Monday, May 16, 2011


Last Wednesday, I made arrangements for a colleague to cover my classroom while I drove north to Canada to visit the "language house" on the Chopaka Indian Reserve in southern British Columbia. My friend Shelly invited me some time ago to experience their language revitalization program, but I never made the trip until last week. My family is starting a similar language program on the Spokane Reservation, so now seemed like the perfect time to learn from their work and to compare.

The landscape near Chopaka is breathtaking. The dry, sage-covered hills of the eastern plateau are suddenly met by the soaring, snow-capped mountain peaks of the Cascade range.  

The entrance to the Chopaka Indian Reserve is less than five miles from the border where a one-lane bridge crosses the river from the highway.

A rattlesnake greeted me on Chopaka Road. When I stopped the car, we exchanged looks for a few moments. Then the snake rattled a few times and slithered into the grass. Beautiful!

When I arrived, I found the language students in the garden.

Samtic'e is one of the local elders. She made me feel right at home when she shook my hand and greeted me in her language, "way', way'." Without missing a beat she pointed to a row of tomato plants and said, "You can put those ones in the ground right there." I smiled and went right to work. I love that Samtic'e has that old way about her where she can put me work as my elders once did.

The language house at Chopaka is a dynamic program that uses immersion as one of its primary teaching methods. The students make a commitment to speak only Salish for most of each instructional day. Immersion accelerates learning more than any other method I know.

The immersion portion of my visit presented some interesting challenges. I read once that the Okanogan language is about 50% similar to the Spokane language, which means that we understood one another about half the time. Some of their words are identical, but others are completely different.

After working in the garden, we continued working in the language lessons. On the day that I visited, we read traditional stories in the language and then asked one another pre-scripted questions about the text. Even though our languages are somewhat different, I learned a lot.

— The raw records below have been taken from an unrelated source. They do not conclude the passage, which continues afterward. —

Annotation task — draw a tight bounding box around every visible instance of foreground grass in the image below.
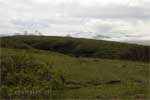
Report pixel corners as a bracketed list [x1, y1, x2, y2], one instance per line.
[0, 48, 150, 100]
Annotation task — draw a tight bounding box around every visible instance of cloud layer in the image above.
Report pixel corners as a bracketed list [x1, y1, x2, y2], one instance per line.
[0, 0, 150, 41]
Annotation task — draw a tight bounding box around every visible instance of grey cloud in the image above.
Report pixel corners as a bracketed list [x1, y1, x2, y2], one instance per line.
[66, 4, 150, 19]
[11, 20, 49, 28]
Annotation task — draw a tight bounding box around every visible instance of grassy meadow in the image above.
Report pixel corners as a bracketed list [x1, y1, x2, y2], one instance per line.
[0, 36, 150, 100]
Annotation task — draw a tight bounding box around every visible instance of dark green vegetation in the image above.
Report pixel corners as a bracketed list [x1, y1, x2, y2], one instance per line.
[0, 36, 150, 62]
[0, 36, 150, 100]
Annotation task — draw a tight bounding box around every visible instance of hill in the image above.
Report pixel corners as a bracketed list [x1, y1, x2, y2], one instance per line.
[0, 36, 150, 100]
[0, 36, 150, 62]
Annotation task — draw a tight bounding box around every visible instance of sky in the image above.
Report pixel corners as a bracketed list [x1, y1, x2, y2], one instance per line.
[0, 0, 150, 42]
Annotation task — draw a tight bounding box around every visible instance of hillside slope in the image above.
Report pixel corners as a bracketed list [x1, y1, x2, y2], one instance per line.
[0, 48, 149, 100]
[0, 36, 150, 62]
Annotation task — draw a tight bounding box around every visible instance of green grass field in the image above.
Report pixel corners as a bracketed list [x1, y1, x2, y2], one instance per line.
[0, 35, 150, 100]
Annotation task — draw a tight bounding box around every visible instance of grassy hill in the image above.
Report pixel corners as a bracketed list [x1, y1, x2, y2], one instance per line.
[0, 36, 150, 62]
[0, 36, 150, 100]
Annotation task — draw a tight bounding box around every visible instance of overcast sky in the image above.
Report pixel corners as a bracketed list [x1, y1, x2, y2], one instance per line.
[0, 0, 150, 41]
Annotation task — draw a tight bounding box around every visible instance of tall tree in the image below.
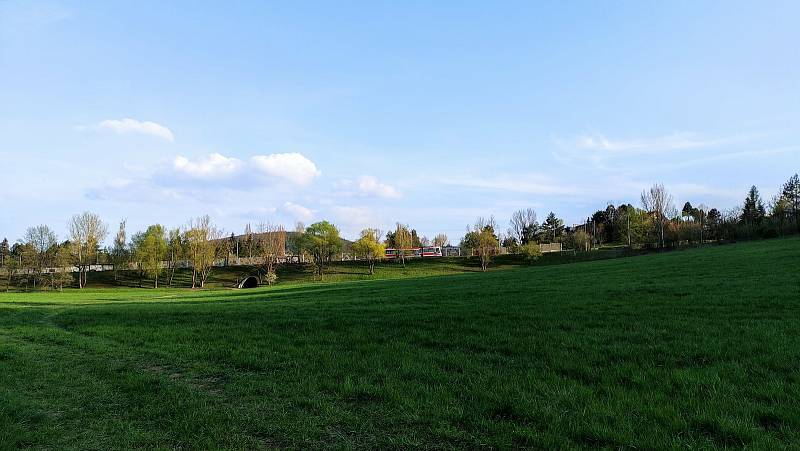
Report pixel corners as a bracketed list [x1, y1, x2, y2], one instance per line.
[69, 211, 108, 288]
[681, 201, 694, 221]
[303, 221, 342, 278]
[394, 222, 414, 267]
[184, 215, 223, 288]
[242, 222, 256, 258]
[111, 219, 128, 281]
[0, 238, 11, 268]
[136, 224, 167, 288]
[353, 229, 386, 275]
[25, 225, 58, 288]
[781, 174, 800, 232]
[542, 211, 564, 243]
[433, 233, 450, 247]
[286, 221, 307, 262]
[472, 216, 500, 271]
[254, 222, 286, 284]
[741, 185, 767, 227]
[641, 183, 675, 247]
[167, 227, 186, 287]
[508, 208, 539, 245]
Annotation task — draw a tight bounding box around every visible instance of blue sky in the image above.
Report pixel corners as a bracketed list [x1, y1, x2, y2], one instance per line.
[0, 0, 800, 241]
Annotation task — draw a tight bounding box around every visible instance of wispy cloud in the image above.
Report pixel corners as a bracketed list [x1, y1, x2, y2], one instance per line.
[336, 175, 401, 199]
[281, 202, 314, 222]
[574, 133, 737, 153]
[172, 153, 242, 179]
[439, 174, 577, 194]
[76, 118, 175, 142]
[251, 152, 322, 185]
[170, 152, 322, 188]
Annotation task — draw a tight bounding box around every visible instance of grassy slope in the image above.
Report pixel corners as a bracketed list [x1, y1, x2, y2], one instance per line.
[0, 239, 800, 449]
[83, 248, 638, 288]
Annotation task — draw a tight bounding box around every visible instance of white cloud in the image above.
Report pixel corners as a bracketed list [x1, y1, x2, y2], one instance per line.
[282, 202, 314, 221]
[440, 174, 577, 194]
[574, 133, 734, 153]
[334, 175, 400, 199]
[250, 152, 322, 185]
[91, 118, 175, 142]
[172, 152, 242, 179]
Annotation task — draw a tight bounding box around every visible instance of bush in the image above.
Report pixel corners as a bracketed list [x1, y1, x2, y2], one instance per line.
[519, 243, 542, 263]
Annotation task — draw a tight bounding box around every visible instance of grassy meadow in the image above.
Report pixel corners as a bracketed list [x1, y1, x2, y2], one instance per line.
[0, 238, 800, 449]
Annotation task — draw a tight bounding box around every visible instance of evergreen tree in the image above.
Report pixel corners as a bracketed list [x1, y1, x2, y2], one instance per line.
[741, 185, 767, 226]
[781, 174, 800, 232]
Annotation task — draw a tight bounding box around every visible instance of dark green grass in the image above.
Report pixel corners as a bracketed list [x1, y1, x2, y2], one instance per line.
[0, 239, 800, 449]
[72, 247, 643, 291]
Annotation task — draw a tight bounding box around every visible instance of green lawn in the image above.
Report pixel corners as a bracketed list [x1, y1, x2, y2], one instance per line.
[0, 238, 800, 449]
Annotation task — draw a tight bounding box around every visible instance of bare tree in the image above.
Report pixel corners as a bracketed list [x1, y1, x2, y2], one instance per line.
[394, 222, 414, 267]
[69, 211, 108, 288]
[111, 219, 128, 282]
[167, 227, 185, 287]
[472, 216, 500, 271]
[433, 233, 450, 247]
[642, 183, 677, 247]
[25, 225, 58, 288]
[697, 204, 708, 246]
[255, 222, 286, 283]
[184, 215, 222, 288]
[508, 208, 538, 245]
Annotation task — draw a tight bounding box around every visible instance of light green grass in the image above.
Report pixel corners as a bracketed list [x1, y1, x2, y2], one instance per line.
[0, 239, 800, 449]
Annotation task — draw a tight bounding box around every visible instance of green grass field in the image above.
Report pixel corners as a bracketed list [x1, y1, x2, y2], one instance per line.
[0, 238, 800, 449]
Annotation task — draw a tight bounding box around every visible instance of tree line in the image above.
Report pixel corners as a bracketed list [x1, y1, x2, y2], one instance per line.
[0, 174, 800, 290]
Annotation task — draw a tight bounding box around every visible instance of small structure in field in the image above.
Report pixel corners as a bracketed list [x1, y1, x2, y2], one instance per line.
[239, 276, 258, 288]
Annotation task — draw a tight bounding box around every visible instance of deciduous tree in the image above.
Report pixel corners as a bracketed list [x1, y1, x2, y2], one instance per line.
[641, 183, 675, 247]
[25, 225, 58, 288]
[303, 221, 342, 278]
[69, 211, 108, 288]
[184, 215, 223, 288]
[136, 224, 167, 288]
[353, 229, 386, 275]
[254, 222, 286, 285]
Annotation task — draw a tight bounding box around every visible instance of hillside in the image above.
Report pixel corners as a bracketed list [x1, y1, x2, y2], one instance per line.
[0, 238, 800, 449]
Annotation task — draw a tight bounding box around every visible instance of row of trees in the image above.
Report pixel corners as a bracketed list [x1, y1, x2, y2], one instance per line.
[0, 174, 800, 289]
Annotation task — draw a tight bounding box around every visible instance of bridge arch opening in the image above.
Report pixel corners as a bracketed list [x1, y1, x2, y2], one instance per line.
[239, 276, 258, 288]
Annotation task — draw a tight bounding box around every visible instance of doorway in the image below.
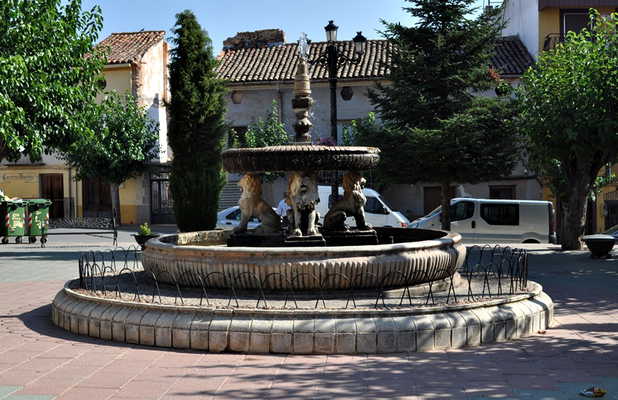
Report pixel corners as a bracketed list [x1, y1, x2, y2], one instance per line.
[40, 174, 64, 219]
[82, 178, 112, 217]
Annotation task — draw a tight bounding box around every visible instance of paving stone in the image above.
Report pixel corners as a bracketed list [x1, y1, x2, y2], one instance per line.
[124, 308, 147, 344]
[356, 318, 378, 354]
[228, 317, 252, 353]
[432, 313, 451, 349]
[155, 311, 176, 347]
[88, 303, 110, 338]
[270, 319, 294, 354]
[375, 318, 397, 353]
[249, 319, 273, 353]
[470, 308, 495, 344]
[393, 316, 416, 352]
[139, 311, 160, 346]
[112, 307, 131, 342]
[444, 312, 467, 349]
[292, 319, 315, 354]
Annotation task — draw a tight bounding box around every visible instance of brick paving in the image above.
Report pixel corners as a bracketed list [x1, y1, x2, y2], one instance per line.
[0, 233, 618, 400]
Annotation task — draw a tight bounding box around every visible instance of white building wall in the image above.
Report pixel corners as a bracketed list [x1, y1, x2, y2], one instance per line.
[502, 0, 539, 60]
[226, 83, 373, 141]
[226, 79, 542, 217]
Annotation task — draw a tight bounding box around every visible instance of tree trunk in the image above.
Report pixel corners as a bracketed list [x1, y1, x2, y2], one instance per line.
[109, 183, 121, 225]
[560, 181, 590, 250]
[440, 182, 451, 231]
[555, 194, 564, 243]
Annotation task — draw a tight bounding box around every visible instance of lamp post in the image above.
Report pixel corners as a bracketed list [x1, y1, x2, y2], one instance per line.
[309, 21, 367, 145]
[309, 21, 367, 202]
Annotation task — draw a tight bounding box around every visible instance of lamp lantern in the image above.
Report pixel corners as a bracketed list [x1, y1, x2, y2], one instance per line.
[324, 20, 339, 42]
[352, 31, 367, 56]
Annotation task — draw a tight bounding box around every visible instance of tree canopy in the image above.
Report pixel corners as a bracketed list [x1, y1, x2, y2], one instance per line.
[168, 11, 228, 232]
[0, 0, 104, 161]
[239, 100, 289, 147]
[518, 11, 618, 249]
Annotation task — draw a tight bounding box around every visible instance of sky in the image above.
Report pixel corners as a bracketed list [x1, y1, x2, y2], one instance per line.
[82, 0, 482, 54]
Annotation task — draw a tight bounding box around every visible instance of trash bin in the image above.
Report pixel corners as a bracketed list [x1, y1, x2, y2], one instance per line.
[0, 199, 28, 244]
[27, 199, 51, 243]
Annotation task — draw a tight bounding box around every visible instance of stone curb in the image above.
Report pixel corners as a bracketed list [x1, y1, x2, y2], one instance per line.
[51, 282, 554, 354]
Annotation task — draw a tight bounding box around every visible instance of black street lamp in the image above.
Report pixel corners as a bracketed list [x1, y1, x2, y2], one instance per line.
[309, 21, 367, 145]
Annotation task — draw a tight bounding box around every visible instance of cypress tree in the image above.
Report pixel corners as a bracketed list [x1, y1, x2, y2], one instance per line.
[169, 10, 227, 232]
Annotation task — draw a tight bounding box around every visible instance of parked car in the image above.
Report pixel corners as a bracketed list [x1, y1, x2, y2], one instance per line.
[410, 198, 556, 243]
[217, 206, 260, 229]
[317, 186, 410, 228]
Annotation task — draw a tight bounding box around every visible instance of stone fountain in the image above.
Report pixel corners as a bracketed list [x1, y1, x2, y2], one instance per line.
[52, 40, 553, 354]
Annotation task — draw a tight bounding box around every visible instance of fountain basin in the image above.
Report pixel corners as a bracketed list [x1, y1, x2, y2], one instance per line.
[142, 228, 466, 291]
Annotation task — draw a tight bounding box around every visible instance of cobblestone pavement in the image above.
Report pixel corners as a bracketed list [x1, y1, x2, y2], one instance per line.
[0, 232, 618, 400]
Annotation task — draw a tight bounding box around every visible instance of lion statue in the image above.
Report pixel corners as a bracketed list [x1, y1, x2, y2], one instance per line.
[234, 174, 281, 234]
[324, 172, 371, 231]
[287, 172, 320, 236]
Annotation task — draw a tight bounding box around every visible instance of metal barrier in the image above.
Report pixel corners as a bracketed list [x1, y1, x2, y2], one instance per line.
[77, 246, 528, 309]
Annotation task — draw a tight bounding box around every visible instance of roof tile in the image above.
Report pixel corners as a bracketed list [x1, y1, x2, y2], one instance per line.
[97, 31, 165, 64]
[217, 36, 534, 84]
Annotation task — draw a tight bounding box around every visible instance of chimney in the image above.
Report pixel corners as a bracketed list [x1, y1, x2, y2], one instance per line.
[223, 29, 285, 50]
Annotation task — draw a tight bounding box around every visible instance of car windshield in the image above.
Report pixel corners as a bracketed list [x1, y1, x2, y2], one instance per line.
[425, 206, 442, 218]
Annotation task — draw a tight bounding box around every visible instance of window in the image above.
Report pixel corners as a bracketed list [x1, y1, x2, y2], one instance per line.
[451, 201, 474, 221]
[489, 185, 517, 200]
[227, 126, 247, 147]
[560, 9, 590, 37]
[481, 204, 519, 225]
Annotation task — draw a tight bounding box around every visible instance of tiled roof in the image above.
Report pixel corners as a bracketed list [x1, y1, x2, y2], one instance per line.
[218, 36, 534, 84]
[218, 40, 389, 83]
[97, 31, 165, 64]
[491, 36, 534, 76]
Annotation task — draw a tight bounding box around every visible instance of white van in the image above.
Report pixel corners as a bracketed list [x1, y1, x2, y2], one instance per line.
[409, 198, 556, 243]
[317, 186, 410, 228]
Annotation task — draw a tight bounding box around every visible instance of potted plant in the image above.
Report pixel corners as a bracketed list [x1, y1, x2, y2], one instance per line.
[133, 222, 159, 250]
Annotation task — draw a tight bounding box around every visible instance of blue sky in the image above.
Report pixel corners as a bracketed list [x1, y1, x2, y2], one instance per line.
[82, 0, 482, 52]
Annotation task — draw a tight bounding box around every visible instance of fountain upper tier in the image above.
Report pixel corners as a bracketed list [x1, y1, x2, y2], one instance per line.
[222, 144, 380, 173]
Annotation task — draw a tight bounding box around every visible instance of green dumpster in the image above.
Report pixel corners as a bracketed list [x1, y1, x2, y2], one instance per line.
[27, 199, 51, 243]
[0, 198, 28, 244]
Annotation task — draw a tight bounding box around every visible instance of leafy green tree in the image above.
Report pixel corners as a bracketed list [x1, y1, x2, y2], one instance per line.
[0, 0, 104, 161]
[359, 0, 518, 230]
[352, 97, 520, 230]
[168, 10, 228, 232]
[518, 11, 618, 250]
[62, 92, 159, 222]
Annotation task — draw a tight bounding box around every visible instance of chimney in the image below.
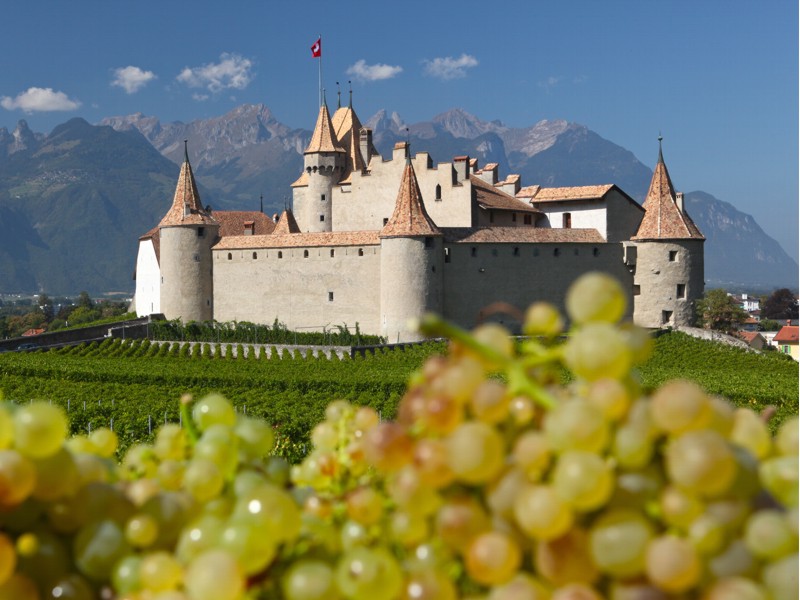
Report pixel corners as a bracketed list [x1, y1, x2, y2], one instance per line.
[358, 127, 372, 169]
[453, 156, 469, 181]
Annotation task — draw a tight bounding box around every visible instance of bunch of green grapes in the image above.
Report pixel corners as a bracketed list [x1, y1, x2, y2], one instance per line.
[0, 274, 798, 600]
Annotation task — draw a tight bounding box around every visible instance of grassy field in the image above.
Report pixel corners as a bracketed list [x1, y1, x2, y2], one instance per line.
[0, 333, 798, 460]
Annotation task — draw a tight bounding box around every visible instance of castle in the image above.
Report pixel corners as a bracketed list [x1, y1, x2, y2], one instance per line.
[135, 101, 705, 342]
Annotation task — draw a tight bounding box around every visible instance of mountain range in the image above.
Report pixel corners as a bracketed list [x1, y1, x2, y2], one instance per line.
[0, 105, 798, 294]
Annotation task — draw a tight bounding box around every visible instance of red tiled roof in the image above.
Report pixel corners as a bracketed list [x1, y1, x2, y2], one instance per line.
[213, 210, 275, 237]
[158, 157, 216, 227]
[442, 227, 606, 244]
[469, 175, 542, 214]
[214, 231, 381, 250]
[773, 325, 800, 344]
[380, 160, 442, 238]
[632, 149, 706, 240]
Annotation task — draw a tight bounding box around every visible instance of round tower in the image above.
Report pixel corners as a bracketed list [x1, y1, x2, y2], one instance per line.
[380, 158, 444, 343]
[158, 143, 219, 322]
[294, 102, 346, 232]
[631, 137, 705, 327]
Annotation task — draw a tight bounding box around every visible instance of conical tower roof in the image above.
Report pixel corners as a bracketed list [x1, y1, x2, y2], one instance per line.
[632, 138, 705, 240]
[272, 208, 300, 235]
[304, 102, 345, 154]
[380, 158, 442, 238]
[158, 142, 216, 227]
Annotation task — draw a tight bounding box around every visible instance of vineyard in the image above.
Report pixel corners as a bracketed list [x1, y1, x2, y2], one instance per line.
[0, 333, 798, 461]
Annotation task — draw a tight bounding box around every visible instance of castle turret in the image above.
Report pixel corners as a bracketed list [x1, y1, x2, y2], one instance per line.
[380, 156, 444, 342]
[294, 102, 347, 231]
[629, 137, 705, 327]
[158, 142, 219, 322]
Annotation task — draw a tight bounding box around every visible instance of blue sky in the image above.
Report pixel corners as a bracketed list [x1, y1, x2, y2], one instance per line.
[0, 0, 798, 258]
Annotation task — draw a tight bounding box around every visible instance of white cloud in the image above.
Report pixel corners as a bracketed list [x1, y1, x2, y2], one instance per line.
[176, 52, 253, 93]
[424, 54, 478, 79]
[0, 88, 81, 113]
[111, 65, 156, 94]
[347, 58, 403, 81]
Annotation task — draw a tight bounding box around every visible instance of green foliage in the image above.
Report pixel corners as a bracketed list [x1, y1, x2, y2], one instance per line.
[697, 288, 748, 333]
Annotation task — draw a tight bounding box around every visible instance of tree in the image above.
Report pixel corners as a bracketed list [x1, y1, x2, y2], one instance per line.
[697, 289, 748, 333]
[761, 288, 797, 321]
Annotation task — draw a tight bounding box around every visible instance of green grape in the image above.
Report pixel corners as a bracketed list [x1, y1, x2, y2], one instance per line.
[0, 450, 36, 508]
[650, 381, 712, 435]
[704, 577, 769, 600]
[14, 402, 69, 458]
[73, 519, 131, 581]
[153, 423, 187, 460]
[0, 573, 40, 600]
[184, 550, 245, 600]
[744, 509, 797, 560]
[666, 430, 736, 497]
[465, 531, 522, 585]
[0, 532, 17, 585]
[564, 323, 633, 381]
[335, 547, 402, 600]
[522, 302, 564, 338]
[729, 408, 772, 459]
[758, 455, 798, 508]
[589, 510, 653, 579]
[139, 551, 183, 592]
[534, 527, 599, 585]
[565, 272, 627, 324]
[552, 451, 614, 511]
[514, 485, 574, 540]
[281, 559, 338, 600]
[218, 517, 279, 576]
[125, 515, 158, 548]
[544, 399, 609, 452]
[192, 394, 236, 431]
[183, 457, 225, 502]
[447, 421, 505, 484]
[645, 535, 702, 593]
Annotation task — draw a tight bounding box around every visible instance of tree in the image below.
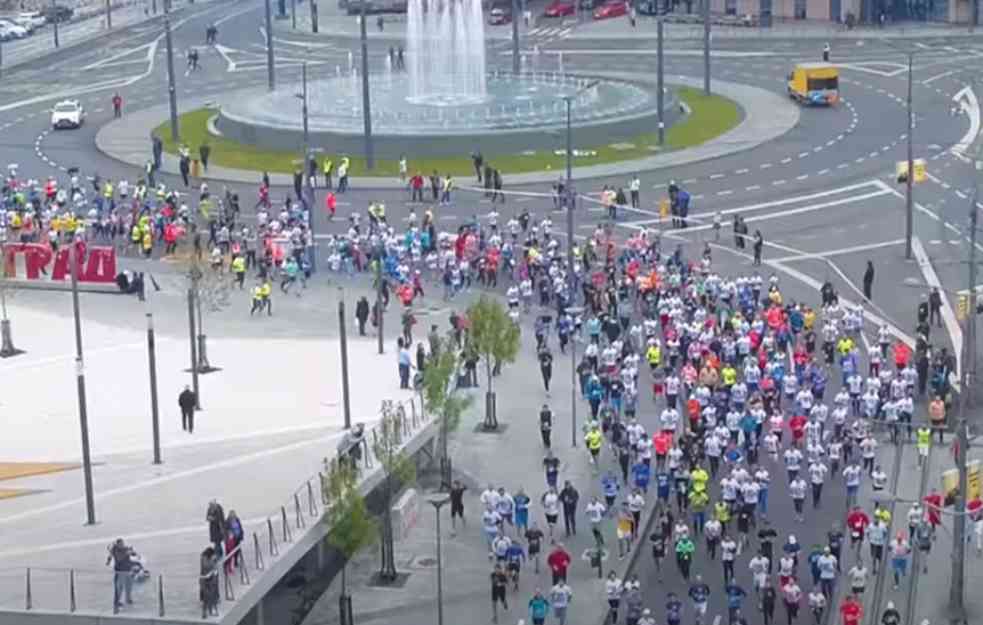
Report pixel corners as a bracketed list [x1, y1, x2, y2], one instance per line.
[372, 400, 416, 582]
[322, 455, 379, 623]
[422, 336, 473, 490]
[467, 295, 519, 430]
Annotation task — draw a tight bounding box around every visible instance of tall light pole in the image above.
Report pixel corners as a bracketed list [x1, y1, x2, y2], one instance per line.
[51, 0, 59, 48]
[905, 52, 916, 260]
[427, 496, 450, 625]
[164, 0, 180, 144]
[144, 287, 161, 464]
[359, 0, 375, 171]
[703, 0, 710, 95]
[512, 0, 524, 76]
[563, 80, 598, 447]
[266, 0, 276, 91]
[68, 246, 96, 525]
[655, 17, 664, 145]
[338, 287, 352, 430]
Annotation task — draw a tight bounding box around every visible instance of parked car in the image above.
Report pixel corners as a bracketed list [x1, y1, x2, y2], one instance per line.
[635, 0, 669, 15]
[15, 11, 48, 28]
[594, 0, 628, 20]
[488, 7, 512, 26]
[51, 100, 85, 130]
[0, 20, 30, 39]
[543, 0, 576, 17]
[44, 4, 75, 23]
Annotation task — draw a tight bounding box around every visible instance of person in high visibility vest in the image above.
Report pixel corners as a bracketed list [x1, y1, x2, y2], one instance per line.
[584, 424, 604, 464]
[916, 426, 932, 466]
[249, 282, 263, 317]
[142, 228, 154, 258]
[232, 255, 246, 291]
[321, 157, 334, 190]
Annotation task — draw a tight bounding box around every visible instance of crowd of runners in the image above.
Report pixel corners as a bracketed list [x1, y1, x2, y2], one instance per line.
[0, 162, 983, 625]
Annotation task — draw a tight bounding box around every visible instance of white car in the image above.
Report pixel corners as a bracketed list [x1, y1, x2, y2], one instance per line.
[14, 11, 48, 28]
[0, 20, 30, 39]
[51, 100, 85, 130]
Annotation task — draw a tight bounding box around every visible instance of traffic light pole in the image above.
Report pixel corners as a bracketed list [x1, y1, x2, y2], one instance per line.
[949, 137, 983, 624]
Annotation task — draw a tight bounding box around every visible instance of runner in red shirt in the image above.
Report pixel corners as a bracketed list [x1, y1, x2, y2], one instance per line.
[846, 506, 870, 554]
[840, 595, 864, 625]
[923, 488, 943, 530]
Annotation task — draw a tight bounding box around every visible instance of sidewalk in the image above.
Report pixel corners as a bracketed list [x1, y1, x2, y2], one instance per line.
[567, 16, 979, 41]
[0, 272, 412, 621]
[2, 0, 221, 70]
[95, 73, 800, 189]
[305, 334, 657, 625]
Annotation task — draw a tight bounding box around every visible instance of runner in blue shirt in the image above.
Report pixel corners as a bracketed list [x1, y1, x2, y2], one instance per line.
[505, 540, 526, 591]
[631, 460, 652, 493]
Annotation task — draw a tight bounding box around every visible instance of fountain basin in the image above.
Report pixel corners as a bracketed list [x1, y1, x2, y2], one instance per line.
[216, 72, 679, 158]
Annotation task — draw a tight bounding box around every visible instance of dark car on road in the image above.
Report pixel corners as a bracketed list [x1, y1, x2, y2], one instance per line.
[44, 4, 75, 23]
[488, 5, 512, 26]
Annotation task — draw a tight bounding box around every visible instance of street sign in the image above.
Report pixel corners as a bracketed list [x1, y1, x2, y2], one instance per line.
[895, 158, 925, 184]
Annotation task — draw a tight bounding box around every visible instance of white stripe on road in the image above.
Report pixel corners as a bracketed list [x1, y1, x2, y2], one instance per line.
[911, 235, 972, 378]
[774, 239, 904, 263]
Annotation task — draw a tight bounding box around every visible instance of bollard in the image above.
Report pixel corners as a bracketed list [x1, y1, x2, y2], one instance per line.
[157, 573, 164, 618]
[253, 532, 264, 571]
[266, 517, 280, 558]
[280, 506, 293, 543]
[68, 569, 75, 612]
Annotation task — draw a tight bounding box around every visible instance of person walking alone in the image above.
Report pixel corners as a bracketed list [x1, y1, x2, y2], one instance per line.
[864, 260, 874, 300]
[177, 385, 198, 434]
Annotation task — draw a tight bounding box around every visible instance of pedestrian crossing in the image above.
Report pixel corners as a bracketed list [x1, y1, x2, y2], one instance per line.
[526, 26, 573, 39]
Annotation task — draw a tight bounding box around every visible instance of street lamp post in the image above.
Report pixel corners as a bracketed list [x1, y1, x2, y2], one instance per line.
[164, 0, 180, 144]
[563, 79, 598, 447]
[428, 496, 450, 625]
[338, 287, 352, 430]
[359, 0, 375, 171]
[68, 242, 96, 525]
[655, 17, 664, 145]
[265, 0, 274, 91]
[512, 0, 522, 76]
[905, 52, 916, 260]
[144, 288, 161, 464]
[704, 0, 710, 95]
[51, 0, 59, 48]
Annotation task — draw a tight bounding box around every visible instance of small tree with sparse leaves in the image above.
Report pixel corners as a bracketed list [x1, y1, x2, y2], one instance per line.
[372, 401, 416, 581]
[423, 336, 473, 489]
[322, 456, 379, 608]
[467, 295, 519, 430]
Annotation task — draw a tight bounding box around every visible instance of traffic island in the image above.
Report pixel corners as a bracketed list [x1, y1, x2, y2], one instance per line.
[153, 87, 744, 178]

Mastering the Salish language requires many years of hard work, and yet my friends at the language house are among the few making it happen. Someday they will be the elders and all the people will look to them for answers regarding history, language, and cultural knowledge.

The language house is surrounded by flocks of blue jays who have taken up residence nearby. They squawked constantly during my visit to Chopaka. 

After the Salish lesson, we had the chance to visit some cultural sites on the reserve. On the drive, rain and gale force winds slammed the valley. The harsh weather combined with the steep mountains created a spectacular backdrop for the end of our day.